AUDIENCE: So in order to manage HTML5 file, you're saying text though. That's only from a coding point of view. You're not referencing it from a visual point of view, so the content text wise I think you've discussed before is essentially probably better being higher up rather than from a visual aspect?

JOHN MUELLER: I'd definitely make sure that at least part of your primary content is visible when the user first lands on your page so that when they click on the search result, they can recognize, oh, this is what I was looking for. And from that point of view, that's something that's generally higher up. It doesn't have to be the first thing on the page. But essentially what I'm mentioned here is sometimes people think that if they move the div with the primary content to the top of their page and then use CSS to show it at the right position, then that would be better than just having a div wherever it is in the HTML, and that's not something you need to worry about.

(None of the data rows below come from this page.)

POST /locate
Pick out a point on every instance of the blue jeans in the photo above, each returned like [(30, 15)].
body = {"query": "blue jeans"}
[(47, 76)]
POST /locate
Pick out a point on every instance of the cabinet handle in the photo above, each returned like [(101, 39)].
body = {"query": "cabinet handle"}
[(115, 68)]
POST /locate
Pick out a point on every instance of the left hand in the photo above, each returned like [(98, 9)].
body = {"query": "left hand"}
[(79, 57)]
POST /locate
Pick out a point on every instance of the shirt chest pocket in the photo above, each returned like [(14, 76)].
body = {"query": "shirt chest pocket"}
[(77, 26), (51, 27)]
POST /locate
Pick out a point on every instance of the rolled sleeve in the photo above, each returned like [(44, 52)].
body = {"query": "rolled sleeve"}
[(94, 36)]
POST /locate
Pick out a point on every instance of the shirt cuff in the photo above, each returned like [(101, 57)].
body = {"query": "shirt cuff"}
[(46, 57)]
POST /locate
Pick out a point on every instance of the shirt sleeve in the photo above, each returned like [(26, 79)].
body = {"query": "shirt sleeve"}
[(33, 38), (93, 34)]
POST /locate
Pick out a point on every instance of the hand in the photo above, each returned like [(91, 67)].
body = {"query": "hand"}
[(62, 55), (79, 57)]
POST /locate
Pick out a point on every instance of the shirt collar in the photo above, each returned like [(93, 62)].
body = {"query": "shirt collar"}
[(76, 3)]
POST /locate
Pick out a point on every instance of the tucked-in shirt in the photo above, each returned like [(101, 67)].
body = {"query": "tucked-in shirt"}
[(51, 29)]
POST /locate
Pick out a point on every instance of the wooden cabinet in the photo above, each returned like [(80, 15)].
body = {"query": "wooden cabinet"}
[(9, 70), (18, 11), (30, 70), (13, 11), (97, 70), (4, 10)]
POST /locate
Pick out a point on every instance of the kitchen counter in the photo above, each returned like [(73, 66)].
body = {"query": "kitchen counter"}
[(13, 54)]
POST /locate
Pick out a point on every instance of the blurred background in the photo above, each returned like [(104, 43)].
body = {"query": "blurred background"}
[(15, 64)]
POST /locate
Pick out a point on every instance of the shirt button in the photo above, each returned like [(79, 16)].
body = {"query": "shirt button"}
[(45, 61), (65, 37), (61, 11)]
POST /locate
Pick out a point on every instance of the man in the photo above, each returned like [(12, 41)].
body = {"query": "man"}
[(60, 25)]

AUDIENCE: Yeah. I mean, we're actually internally discussing right now we're about to put nice, large images at the very top of our location pages, and this is one of the questions I actually wanted to put to you today. They're going to be somewhere in the region of sort of an 800 byte, 400 view. So the first thing really you're going to see is this beautiful image of a location that you were actually looking for and our customers identify better with an image than they do with a lot of text but more on the term they're just interested in pricing. So are we going to be affected by maybe Hummingbird or something like that by doing this?

JOHN MUELLER: No. You should be fine.


JOHN MUELLER: Yeah. I mean, this is something where if this image is your primary content for that page, that's fine. I wouldn't do it in a way that the logo is the primary image on this page. So if your company's logo is taking up the whole page and you have some random information from a sidebar showing up on the first page, then that's probably not that great, but if the image of this specific location, the image matching this specific content is primarily visible, that's fine.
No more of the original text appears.